Una vez arriba, encontramos un espacio estrecho, alar­gado, bastante pendiente. Los restos que sobreviven nos dan idea de su distribución. Queda hoy parte de la torre derecha que custodiaba la entrada por este extremo. Fuertes muros de sillare­jo muy basto, con sillares en las esquinas, y los arranques de una bóveda de cañón. A mitad del espacio de la lastra, surgen los cimientos de lo que fue otra torre que abarcaba la roca de uno a otro lado, y que una vez atravesada, permite entrar en lo que fuera «patio de armas», desde el que se accede a la torre del homenaje, que, hoy reconstruida en su totalidad, y a través de una escalera de piedra adosada al muro de poniente, nos permite recorrerla en su interior, donde encontramos dos pisos unidos por escalera de caracol que se abre en el espesor del muro de la  punta de esta torre, de planta hexagonal irregular. Aún nos  permite la escalera subir hasta la terraza superior, almenada, desde la que el paisaje, a través de una atmósfera siempre limpia y transparente, se nos muestra inmenso, silencioso, evocador nuevamente de antiguos siglos y epopeyas.

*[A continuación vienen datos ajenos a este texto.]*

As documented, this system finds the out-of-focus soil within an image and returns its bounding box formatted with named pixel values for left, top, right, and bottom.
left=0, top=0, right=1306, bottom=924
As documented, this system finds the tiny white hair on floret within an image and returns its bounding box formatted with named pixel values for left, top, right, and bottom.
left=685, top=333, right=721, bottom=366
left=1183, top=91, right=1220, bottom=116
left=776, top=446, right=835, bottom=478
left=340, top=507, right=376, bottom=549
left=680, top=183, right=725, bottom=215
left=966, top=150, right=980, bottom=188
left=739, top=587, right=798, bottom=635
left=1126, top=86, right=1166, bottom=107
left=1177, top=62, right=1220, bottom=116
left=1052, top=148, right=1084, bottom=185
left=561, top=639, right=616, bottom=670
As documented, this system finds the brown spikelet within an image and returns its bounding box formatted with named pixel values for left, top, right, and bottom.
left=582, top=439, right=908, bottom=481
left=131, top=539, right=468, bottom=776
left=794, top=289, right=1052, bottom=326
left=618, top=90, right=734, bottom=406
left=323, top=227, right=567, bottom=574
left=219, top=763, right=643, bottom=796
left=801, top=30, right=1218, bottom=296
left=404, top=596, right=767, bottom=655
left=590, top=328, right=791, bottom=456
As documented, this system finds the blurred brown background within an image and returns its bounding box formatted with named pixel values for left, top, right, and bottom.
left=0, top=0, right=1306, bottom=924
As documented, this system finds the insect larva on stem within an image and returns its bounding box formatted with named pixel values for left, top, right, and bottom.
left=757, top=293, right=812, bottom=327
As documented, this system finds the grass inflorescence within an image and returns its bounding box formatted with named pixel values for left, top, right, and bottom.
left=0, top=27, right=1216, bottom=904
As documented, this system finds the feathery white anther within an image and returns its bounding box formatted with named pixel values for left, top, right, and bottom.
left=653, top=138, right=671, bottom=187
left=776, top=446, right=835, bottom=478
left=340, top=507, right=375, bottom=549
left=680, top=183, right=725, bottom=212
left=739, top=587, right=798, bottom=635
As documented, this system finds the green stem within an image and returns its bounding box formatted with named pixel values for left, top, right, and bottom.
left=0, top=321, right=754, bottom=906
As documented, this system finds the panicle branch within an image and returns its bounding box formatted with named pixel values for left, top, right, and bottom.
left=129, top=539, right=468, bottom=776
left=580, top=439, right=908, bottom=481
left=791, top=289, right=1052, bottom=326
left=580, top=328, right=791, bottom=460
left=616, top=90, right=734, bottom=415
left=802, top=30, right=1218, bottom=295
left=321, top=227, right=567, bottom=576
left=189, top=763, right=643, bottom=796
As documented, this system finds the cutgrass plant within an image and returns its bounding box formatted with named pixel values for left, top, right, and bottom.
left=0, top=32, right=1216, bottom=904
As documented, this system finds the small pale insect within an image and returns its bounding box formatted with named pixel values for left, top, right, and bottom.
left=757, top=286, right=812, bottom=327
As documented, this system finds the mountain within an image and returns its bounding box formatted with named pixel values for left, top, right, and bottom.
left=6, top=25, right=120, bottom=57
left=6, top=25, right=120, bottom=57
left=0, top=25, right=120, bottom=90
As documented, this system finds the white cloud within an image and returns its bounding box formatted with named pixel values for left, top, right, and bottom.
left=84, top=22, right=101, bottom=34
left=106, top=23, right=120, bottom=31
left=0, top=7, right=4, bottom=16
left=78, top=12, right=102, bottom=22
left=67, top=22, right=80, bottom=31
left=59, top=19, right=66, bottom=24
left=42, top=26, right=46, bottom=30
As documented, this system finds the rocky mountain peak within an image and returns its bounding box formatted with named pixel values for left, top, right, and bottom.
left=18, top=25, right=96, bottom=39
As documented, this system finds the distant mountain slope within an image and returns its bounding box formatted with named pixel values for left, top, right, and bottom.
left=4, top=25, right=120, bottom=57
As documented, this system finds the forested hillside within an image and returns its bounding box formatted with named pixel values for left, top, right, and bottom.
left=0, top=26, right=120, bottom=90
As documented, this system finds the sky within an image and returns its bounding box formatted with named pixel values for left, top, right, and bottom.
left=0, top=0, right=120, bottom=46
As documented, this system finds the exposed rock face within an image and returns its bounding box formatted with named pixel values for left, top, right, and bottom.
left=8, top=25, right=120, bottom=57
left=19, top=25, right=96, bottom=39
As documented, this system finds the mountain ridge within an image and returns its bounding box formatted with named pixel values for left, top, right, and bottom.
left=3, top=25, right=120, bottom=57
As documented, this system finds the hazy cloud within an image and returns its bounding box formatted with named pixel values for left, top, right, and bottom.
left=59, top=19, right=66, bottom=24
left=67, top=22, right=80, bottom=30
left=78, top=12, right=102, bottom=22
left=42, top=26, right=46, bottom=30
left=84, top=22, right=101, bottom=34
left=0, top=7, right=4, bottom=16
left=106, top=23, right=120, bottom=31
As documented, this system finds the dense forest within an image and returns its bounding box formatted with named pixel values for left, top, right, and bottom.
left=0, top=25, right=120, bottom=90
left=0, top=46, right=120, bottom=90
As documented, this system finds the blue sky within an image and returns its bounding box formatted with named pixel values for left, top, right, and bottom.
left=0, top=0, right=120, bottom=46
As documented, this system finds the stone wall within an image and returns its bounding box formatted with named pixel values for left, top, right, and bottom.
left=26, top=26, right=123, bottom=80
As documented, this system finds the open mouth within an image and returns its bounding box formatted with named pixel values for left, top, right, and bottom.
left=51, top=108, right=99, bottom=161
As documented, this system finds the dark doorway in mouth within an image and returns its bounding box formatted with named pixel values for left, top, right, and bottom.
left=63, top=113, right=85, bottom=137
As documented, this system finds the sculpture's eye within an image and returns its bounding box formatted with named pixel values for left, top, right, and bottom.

Sugerencias para la visita

No le conviene al viajero llegar en época de lluvias, ni cuando el terreno esté blando. El mejor camino es el que parte desde Hombrados, y es preferible preguntar antes en el pueblo, recomendán­dose hacer el trayecto a pie (es una media jornada para la ida, la visita, y la vuelta), en vehículo «todo‑terreno» o en automóvil de turismo con las precauciones de rigor. El propietario es D. Antonio Sanz Polo, miembro de la Asociación Española de Amigos de los Castillos, con quien puede contactarse previamente a efectos de visitar la torre del homenaje, hoy ya totalmente restaurada y convertida en espacio privado.